Cruz and Carlson disagreed over whether it was accurate to describe people who assault police as “terrorists.” (The FBI defines domestic terrorism as “violent, criminal acts committed by individuals and/or groups to further ideological goals stemming from domestic influences, such as those of a political, religious, social, racial, or environmental nature,” which would seem to include assaulting police officers in order to further the ideological goal of giving Donald Trump an unelected second term.)
Cruz did not back down on the broader definitional claim that attacking police officers is “terrorism.” He conceded, however, that it was wrong to describe Trump fans who attacked police officers this way. “The reason I used that word is that’s the word I’ve always used for people that attack cops,” he pleaded, “But in this context, I get why people are angry. Because we’ve had a year of the corrupt corporate media and Democrats have so politicized it.”

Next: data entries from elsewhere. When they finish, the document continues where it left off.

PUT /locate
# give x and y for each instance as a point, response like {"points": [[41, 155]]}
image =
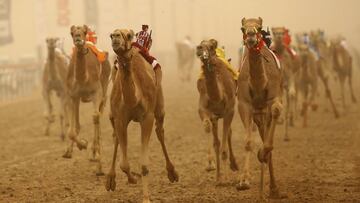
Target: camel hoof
{"points": [[173, 176], [95, 157], [47, 132], [207, 125], [110, 183], [210, 167], [233, 165], [82, 144], [276, 194], [99, 173], [314, 107], [132, 178], [67, 154], [146, 200], [243, 185], [62, 136], [263, 154]]}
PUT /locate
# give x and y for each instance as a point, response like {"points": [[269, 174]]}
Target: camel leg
{"points": [[63, 117], [233, 164], [216, 142], [247, 120], [324, 80], [205, 118], [353, 98], [146, 129], [224, 142], [110, 178], [48, 111], [72, 132], [276, 109], [96, 147], [121, 131], [159, 123], [287, 109], [342, 89]]}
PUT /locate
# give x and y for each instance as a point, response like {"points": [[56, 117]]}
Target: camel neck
{"points": [[211, 82], [258, 78], [51, 61], [127, 82], [80, 64]]}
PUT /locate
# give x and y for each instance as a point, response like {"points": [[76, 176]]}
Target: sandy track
{"points": [[320, 164]]}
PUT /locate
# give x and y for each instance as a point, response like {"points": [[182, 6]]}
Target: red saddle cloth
{"points": [[145, 53]]}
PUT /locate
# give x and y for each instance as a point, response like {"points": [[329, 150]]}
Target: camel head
{"points": [[206, 50], [121, 40], [251, 29], [304, 51], [51, 42], [278, 34], [78, 33]]}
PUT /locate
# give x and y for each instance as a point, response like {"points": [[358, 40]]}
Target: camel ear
{"points": [[130, 35], [213, 43], [243, 21], [86, 29], [72, 29]]}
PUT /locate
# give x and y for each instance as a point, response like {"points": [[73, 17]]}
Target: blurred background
{"points": [[25, 24]]}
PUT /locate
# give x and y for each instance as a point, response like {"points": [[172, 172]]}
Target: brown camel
{"points": [[87, 82], [290, 67], [259, 100], [186, 55], [323, 64], [342, 65], [54, 79], [307, 80], [136, 96], [217, 100]]}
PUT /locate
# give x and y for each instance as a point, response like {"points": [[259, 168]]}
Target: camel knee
{"points": [[96, 119], [144, 170], [276, 110], [248, 145], [124, 166]]}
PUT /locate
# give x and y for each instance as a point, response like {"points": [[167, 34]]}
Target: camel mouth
{"points": [[79, 42]]}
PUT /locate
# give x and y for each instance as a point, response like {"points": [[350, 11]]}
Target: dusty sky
{"points": [[34, 20]]}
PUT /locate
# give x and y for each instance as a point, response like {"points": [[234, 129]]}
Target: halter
{"points": [[260, 41]]}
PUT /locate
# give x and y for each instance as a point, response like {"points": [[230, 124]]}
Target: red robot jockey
{"points": [[144, 42], [91, 40]]}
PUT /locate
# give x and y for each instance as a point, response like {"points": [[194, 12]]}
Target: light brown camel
{"points": [[185, 57], [324, 64], [217, 100], [259, 100], [307, 80], [342, 64], [136, 96], [87, 82], [54, 80], [290, 67]]}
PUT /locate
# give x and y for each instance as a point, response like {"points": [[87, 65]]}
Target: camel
{"points": [[342, 65], [54, 80], [259, 100], [307, 80], [324, 64], [217, 100], [136, 96], [289, 66], [186, 55], [87, 81]]}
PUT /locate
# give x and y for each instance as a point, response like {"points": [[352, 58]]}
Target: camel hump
{"points": [[100, 54]]}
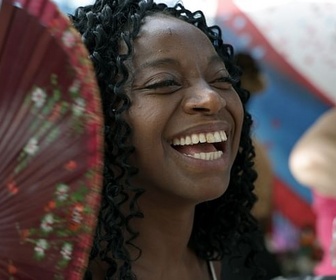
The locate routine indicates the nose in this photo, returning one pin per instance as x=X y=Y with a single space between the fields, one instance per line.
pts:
x=203 y=99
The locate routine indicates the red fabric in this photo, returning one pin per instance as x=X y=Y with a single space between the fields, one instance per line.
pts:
x=291 y=205
x=325 y=209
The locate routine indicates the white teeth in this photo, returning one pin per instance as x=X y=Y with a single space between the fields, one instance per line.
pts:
x=210 y=137
x=207 y=156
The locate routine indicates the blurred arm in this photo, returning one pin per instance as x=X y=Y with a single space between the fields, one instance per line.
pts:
x=313 y=158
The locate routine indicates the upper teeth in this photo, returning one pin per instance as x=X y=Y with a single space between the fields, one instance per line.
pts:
x=210 y=137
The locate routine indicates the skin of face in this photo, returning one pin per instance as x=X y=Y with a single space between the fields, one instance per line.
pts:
x=179 y=88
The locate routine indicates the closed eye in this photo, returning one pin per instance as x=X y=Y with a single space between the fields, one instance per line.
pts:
x=162 y=84
x=224 y=82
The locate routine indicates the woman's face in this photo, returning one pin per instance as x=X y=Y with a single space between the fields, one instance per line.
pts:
x=185 y=116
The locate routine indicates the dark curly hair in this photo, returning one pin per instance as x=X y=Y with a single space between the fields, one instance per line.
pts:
x=220 y=224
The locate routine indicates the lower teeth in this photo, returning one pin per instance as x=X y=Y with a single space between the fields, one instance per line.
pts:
x=207 y=156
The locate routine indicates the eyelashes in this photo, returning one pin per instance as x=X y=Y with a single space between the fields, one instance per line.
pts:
x=162 y=84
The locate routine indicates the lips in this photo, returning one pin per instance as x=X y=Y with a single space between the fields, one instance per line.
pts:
x=203 y=146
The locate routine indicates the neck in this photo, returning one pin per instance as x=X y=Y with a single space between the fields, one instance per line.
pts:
x=164 y=234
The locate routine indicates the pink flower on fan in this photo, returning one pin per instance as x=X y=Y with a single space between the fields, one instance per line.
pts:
x=66 y=251
x=76 y=217
x=68 y=39
x=40 y=248
x=74 y=88
x=62 y=192
x=39 y=97
x=47 y=223
x=78 y=107
x=32 y=146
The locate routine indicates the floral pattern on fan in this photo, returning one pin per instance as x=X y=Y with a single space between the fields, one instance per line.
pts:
x=50 y=108
x=59 y=110
x=63 y=209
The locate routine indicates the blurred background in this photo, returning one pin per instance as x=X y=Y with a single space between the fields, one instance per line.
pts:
x=292 y=44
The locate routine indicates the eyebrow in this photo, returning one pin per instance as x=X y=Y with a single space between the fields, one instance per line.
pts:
x=170 y=61
x=158 y=62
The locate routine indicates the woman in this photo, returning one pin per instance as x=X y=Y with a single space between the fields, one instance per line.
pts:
x=178 y=156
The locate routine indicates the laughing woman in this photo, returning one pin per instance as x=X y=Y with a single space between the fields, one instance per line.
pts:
x=178 y=155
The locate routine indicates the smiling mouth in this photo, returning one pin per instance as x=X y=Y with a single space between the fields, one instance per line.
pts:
x=204 y=146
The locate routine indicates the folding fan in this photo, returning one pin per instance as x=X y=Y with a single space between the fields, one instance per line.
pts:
x=50 y=144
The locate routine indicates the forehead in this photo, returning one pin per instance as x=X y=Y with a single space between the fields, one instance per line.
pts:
x=162 y=34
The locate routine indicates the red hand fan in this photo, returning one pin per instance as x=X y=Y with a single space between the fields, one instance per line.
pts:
x=50 y=144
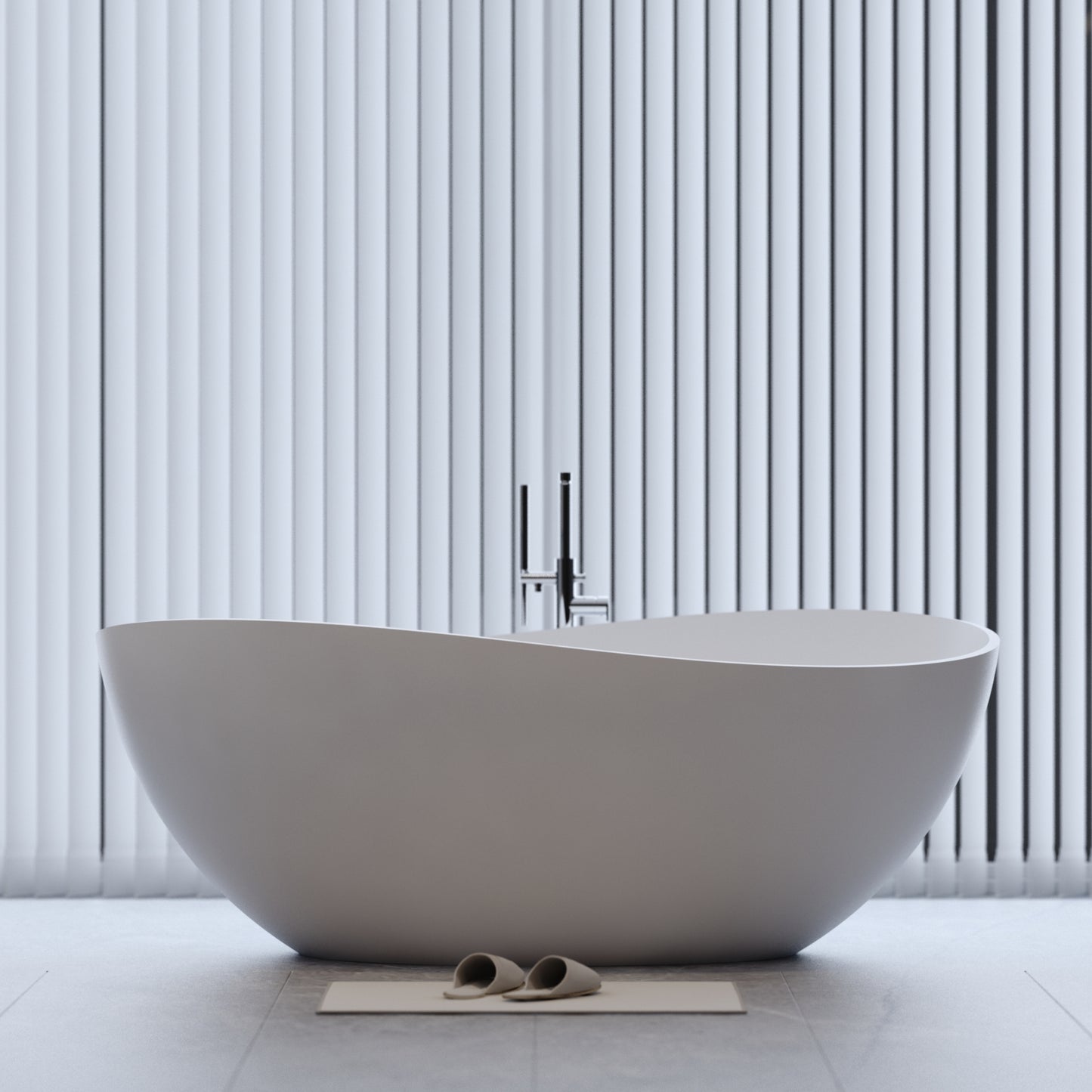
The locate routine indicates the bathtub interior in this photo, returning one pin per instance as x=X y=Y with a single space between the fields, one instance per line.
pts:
x=805 y=638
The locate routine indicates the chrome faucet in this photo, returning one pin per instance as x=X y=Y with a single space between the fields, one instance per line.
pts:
x=571 y=606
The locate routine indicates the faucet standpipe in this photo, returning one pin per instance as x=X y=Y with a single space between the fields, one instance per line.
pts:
x=565 y=577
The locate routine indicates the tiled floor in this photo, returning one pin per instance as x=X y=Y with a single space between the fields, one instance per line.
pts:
x=910 y=995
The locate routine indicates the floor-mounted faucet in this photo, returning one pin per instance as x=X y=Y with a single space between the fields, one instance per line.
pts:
x=565 y=577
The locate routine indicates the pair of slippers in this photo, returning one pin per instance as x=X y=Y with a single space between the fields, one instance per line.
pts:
x=552 y=977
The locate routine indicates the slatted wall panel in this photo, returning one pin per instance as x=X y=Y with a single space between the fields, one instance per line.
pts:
x=846 y=252
x=311 y=318
x=800 y=292
x=49 y=419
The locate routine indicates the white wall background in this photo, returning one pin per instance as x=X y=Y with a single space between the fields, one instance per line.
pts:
x=296 y=294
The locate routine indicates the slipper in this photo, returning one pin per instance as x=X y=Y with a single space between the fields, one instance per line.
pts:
x=555 y=976
x=481 y=974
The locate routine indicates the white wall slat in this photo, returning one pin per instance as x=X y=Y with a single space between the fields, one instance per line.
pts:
x=660 y=308
x=190 y=441
x=940 y=348
x=691 y=441
x=910 y=339
x=373 y=314
x=849 y=305
x=21 y=438
x=466 y=354
x=722 y=295
x=596 y=272
x=340 y=240
x=368 y=267
x=54 y=410
x=561 y=362
x=1074 y=441
x=246 y=215
x=628 y=543
x=403 y=333
x=279 y=422
x=784 y=330
x=498 y=270
x=434 y=215
x=530 y=272
x=83 y=442
x=753 y=319
x=817 y=305
x=973 y=410
x=1041 y=439
x=1009 y=469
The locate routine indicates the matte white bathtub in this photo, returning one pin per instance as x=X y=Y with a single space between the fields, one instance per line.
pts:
x=685 y=790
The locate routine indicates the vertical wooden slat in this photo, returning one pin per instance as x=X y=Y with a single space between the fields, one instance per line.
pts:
x=402 y=329
x=942 y=348
x=308 y=282
x=1042 y=531
x=690 y=308
x=51 y=405
x=530 y=302
x=153 y=411
x=1009 y=468
x=85 y=471
x=190 y=441
x=246 y=319
x=1072 y=448
x=341 y=289
x=910 y=338
x=435 y=316
x=21 y=439
x=279 y=426
x=722 y=317
x=498 y=189
x=879 y=319
x=5 y=731
x=595 y=302
x=213 y=439
x=784 y=214
x=119 y=393
x=817 y=441
x=973 y=407
x=373 y=311
x=879 y=311
x=466 y=466
x=753 y=316
x=213 y=155
x=628 y=588
x=561 y=376
x=660 y=306
x=849 y=304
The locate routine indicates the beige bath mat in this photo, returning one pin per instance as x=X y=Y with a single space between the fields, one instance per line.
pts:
x=363 y=996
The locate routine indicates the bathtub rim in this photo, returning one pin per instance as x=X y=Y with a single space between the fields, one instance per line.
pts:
x=544 y=639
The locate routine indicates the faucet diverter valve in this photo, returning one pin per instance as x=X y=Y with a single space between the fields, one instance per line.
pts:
x=571 y=605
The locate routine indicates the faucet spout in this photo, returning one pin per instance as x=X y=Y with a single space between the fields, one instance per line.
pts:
x=569 y=583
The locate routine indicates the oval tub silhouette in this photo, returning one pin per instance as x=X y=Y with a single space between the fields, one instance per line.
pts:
x=708 y=789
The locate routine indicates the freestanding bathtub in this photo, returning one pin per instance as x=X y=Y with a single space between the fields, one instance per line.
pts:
x=685 y=790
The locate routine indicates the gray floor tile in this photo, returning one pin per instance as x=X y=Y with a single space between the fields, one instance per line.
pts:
x=770 y=1048
x=299 y=1050
x=189 y=994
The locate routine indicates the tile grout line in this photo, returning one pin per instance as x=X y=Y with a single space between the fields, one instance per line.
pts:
x=1060 y=1006
x=12 y=1003
x=253 y=1038
x=815 y=1038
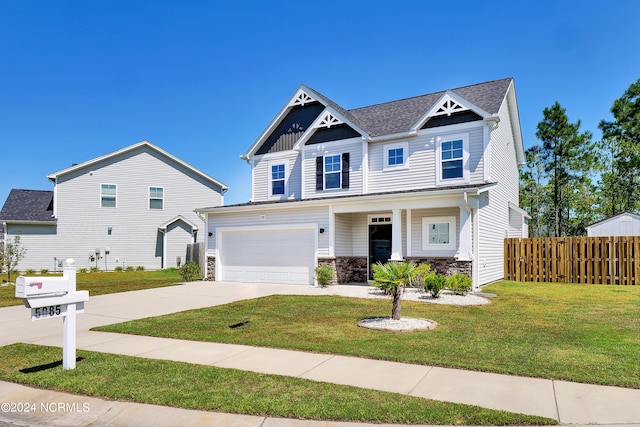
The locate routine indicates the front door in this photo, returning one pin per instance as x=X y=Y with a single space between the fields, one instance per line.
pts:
x=379 y=245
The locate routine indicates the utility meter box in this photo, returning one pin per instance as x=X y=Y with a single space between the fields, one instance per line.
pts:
x=27 y=287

Calling right-wing extremists who attacked cops in hopes they could pressure Congress to cancel the results of the election “terrorists,” Cruz now agrees, was a horrendous slur. Whatever these people are, they are not as bad as people who attack police officers for other, less sympathetic reasons.
Cruz also noted that, while he erred by describing the violent attackers in the insurrection as “terrorists,” he would never describe their effort to overthrow the government as an “insurrection.” “Saying it’s an insurrection is a political term,” he noted. “It’s a lie, I’ve repeatedly denounced it.”
Cruz ended the segment by reminding Carlson he was one of a dozen senators who supported Trump’s effort to cancel the election results. “While thousands of people were standing up to defend this country on January 6,” he said, “I was standing on the Senate floor, objecting to the election results.”
Cruz thought the sweet spot for him was to position himself as a champion of Trump’s nonviolent efforts to discard the election results while strongly condemning its violent aspects. Not for the first time, and probably not for the last, he misjudged the political market.